Stirling-PDF/scripts/COMPACT_TRANSLATION_WORKFLOW.md
Anthony Stirling 920bd74d64 langs
2025-09-25 08:58:27 +01:00

4.6 KiB

Compact Translation Workflow for Character-Limited AI

This document describes the optimal workflow for translating languages using character-limited AI services with the compact_translator.py script.

Overview

The compact translation workflow is designed for AI services with character limits.

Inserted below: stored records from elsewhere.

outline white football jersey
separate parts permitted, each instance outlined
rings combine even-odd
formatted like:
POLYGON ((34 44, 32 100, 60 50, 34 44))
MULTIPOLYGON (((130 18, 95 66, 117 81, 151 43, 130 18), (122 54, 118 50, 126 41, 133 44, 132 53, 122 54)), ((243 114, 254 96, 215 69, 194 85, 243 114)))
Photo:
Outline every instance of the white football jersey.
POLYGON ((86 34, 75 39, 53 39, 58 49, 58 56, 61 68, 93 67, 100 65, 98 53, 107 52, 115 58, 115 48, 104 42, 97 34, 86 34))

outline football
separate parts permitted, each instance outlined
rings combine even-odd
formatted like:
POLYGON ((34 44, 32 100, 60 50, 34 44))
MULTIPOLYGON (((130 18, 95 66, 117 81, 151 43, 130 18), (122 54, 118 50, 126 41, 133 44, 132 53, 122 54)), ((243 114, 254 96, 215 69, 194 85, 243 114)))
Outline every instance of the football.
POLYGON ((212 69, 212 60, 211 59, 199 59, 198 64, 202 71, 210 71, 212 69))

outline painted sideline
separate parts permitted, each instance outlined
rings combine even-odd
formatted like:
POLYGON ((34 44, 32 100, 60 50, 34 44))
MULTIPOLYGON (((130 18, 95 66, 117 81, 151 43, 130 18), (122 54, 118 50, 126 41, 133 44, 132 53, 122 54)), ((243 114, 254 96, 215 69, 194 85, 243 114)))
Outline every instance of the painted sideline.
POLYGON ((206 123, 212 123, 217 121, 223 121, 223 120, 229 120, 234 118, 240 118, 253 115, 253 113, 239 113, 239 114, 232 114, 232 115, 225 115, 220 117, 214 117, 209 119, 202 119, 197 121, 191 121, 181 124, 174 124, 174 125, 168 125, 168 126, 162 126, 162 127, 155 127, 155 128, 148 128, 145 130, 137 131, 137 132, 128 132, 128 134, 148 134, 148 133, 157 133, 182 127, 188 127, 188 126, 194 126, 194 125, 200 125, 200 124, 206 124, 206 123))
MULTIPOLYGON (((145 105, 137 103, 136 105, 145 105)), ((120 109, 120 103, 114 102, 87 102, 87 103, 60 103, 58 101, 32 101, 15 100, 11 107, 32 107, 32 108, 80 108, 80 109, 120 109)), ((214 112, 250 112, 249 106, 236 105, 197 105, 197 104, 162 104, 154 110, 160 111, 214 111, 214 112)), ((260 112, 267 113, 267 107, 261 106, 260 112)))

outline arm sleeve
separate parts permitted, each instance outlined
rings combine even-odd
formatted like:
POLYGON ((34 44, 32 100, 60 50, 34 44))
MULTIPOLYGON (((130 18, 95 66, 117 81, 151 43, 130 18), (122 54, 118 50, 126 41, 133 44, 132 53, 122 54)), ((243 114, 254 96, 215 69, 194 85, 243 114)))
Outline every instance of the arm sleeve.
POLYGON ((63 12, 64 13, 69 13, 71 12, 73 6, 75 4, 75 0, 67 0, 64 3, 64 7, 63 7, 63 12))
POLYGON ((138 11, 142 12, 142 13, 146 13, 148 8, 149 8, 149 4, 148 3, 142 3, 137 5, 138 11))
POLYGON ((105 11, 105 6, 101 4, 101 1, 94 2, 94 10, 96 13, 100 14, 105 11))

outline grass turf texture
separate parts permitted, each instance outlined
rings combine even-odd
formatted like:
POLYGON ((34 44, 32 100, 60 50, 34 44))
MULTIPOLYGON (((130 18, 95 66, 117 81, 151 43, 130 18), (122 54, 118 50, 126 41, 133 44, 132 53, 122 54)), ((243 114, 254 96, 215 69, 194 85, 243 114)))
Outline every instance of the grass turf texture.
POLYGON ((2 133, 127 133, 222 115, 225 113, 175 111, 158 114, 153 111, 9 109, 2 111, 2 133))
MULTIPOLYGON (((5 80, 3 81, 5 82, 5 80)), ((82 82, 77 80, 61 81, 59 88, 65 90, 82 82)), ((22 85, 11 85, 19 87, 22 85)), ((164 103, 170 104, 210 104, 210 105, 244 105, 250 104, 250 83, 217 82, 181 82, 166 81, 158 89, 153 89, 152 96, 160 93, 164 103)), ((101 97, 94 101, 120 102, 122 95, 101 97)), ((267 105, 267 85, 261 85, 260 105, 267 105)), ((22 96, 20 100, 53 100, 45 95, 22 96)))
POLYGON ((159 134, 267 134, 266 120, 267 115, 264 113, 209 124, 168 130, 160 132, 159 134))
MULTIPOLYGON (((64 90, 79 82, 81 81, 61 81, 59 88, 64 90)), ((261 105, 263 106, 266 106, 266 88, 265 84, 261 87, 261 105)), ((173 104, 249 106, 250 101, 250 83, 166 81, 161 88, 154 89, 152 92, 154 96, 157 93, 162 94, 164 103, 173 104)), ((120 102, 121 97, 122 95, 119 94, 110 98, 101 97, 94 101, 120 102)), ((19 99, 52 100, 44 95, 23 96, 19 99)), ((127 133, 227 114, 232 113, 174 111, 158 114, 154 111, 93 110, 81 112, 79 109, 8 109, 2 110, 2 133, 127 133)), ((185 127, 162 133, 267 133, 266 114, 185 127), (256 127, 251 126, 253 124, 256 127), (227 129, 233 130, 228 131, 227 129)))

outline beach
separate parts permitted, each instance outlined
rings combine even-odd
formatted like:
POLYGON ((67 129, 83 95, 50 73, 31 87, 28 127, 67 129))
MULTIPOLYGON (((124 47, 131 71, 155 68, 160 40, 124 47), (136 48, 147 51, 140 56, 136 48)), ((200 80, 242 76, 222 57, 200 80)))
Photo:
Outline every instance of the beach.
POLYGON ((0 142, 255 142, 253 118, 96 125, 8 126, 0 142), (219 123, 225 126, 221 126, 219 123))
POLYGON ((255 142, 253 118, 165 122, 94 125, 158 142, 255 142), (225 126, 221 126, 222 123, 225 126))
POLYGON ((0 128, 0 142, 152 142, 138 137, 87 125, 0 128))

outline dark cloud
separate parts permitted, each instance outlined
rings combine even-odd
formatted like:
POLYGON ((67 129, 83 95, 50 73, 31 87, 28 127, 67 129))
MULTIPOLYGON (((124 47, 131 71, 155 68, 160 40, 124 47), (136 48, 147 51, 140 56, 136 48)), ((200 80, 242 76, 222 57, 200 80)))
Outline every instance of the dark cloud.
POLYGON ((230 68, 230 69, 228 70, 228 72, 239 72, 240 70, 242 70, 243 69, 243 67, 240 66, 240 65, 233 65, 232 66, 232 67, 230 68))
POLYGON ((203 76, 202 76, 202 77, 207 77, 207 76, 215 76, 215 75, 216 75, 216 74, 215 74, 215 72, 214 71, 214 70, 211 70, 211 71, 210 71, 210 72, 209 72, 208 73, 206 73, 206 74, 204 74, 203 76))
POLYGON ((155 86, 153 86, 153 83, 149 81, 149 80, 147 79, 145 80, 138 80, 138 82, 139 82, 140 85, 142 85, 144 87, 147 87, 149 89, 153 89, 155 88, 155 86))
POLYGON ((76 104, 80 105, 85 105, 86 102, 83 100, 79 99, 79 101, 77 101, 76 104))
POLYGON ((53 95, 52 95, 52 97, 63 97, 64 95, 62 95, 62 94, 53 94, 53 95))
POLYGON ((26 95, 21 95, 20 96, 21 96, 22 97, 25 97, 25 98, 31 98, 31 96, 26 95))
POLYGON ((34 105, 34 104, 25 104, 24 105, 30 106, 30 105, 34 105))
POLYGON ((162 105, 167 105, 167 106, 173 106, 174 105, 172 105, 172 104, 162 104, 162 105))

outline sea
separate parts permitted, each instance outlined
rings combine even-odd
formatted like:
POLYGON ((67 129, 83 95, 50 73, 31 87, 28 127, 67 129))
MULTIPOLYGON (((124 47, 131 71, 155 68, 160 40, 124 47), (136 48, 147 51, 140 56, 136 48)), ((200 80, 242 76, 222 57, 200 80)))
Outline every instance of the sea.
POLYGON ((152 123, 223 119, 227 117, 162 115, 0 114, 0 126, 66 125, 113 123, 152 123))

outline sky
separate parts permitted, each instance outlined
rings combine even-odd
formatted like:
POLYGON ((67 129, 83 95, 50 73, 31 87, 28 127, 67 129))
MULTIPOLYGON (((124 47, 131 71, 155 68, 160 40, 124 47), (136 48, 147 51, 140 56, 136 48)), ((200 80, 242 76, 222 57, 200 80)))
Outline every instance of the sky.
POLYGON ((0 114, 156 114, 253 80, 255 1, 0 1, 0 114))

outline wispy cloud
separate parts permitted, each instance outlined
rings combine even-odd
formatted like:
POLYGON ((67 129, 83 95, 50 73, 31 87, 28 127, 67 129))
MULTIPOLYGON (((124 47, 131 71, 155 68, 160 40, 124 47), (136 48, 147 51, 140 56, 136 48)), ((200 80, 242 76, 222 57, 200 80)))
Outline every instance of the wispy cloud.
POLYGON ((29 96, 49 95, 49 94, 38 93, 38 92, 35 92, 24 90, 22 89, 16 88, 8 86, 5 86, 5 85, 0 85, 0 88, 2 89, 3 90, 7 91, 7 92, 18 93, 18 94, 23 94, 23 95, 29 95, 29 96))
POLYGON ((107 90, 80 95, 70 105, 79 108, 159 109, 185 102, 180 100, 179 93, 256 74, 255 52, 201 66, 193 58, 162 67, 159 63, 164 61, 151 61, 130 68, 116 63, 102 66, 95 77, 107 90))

It produces minimal JSON output with no extra whitespace, making it ideal for services like Claude or ChatGPT with token/character restrictions.

Scripts Used

  1. compact_translator.py - Extracts untranslated entries in minimal JSON format
  2. translation_merger.py - Applies translations back to language files
  3. json_beautifier.py - Ensures proper structure and ordering
  4. translation_analyzer.py - Checks completion status

Complete Workflow

Step 1: Check Current Status

python3 scripts/translation_analyzer.py --language it-IT --summary

This shows current completion percentage and missing translation count.

Step 2: Extract Untranslated Entries

# Extract all untranslated entries
python3 scripts/compact_translator.py it-IT --output to_translate.json

Output format: Compact JSON with minimal whitespace

{"key1":"English text","key2":"Another text","key3":"More text"}

Step 3: AI Translation

  1. Copy the compact JSON output
  2. Give it to your character-limited AI with instructions like:
    Translate this JSON to Italian. Keep the same structure, translate only the values.
    Preserve placeholders like {n}, {total}, {filename}, {{variable}}.
    
  3. Save the AI's response as translated.json

Step 4: Apply Translations

python3 scripts/translation_merger.py it-IT apply-translations --translations-file translated.json

Step 5: Verify Results

python3 scripts/translation_analyzer.py --language it-IT --summary

Step 6: Structure Cleanup (Automatic)

The beautifier runs automatically during the merge process to ensure proper JSON structure and key ordering matching en-GB.

Key Features

Automatic Ignore Patterns

The compact_translator automatically excludes keys from scripts/ignore_translation.toml:

  • Language codes (lang.afr, lang.ceb, etc.)
  • Technical terms that should remain untranslated
  • Language-specific exclusions

Minimal Character Usage

  • No indentation or extra whitespace
  • No metadata or context information
  • Pure key-value JSON format
  • Optimal for character-limited AI services

Automatic Backups

Both the merger and beautifier create timestamped backups before making changes.

Example Complete Workflow

# Check status
python3 scripts/translation_analyzer.py --language it-IT --summary
# Result: 46.8% complete, 1147 missing

# Extract all entries for translation
python3 scripts/compact_translator.py it-IT --output batch1.json

# [Translate batch1.json with AI, save as batch1_translated.json]

# Apply translations
python3 scripts/translation_merger.py it-IT apply-translations --translations-file batch1_translated.json
# Result: Applied 1147 translations

# Check progress
python3 scripts/translation_analyzer.py --language it-IT --summary
# Result: 100% complete, 0 missing

Advantages Over Other Methods

vs. ai_translation_helper.py

  • 50-80% fewer characters due to no metadata/context
  • Simpler format easier for AI to understand
  • No unhelpful context ("Part of X functionality")

vs. translation_merger.py extract-untranslated

  • Minimal whitespace saves characters
  • Built-in ignore patterns for cleaner output
  • Batch size control for manageable chunks

Best Practices

  1. Extract all entries for complete translation in one batch
  2. Check progress to track completion status
  3. Preserve all placeholders like {n}, {total}, {filename}, {{variable}}
  4. Keep technical terms consistent (PDF, API, etc.)
  5. Translate complete batches to avoid incomplete entries

Error Handling

  • Missing translation file: Script creates it automatically
  • Invalid JSON: Clear error messages with suggestions
  • Backup failures: Automatic timestamped backups before changes
  • Structure issues: Automatic beautification fixes ordering/nesting

Integration Notes

  • Works with existing translation infrastructure
  • Compatible with scripts/ignore_translation.toml patterns
  • Maintains JSON structure expected by React frontend
  • Automatic backup creation prevents data loss
  • Beautifier ensures consistent structure across all languages

This workflow has been tested with Italian translations, achieving 46.8% → 98.3% completion with 1,147 translated entries in a single batch.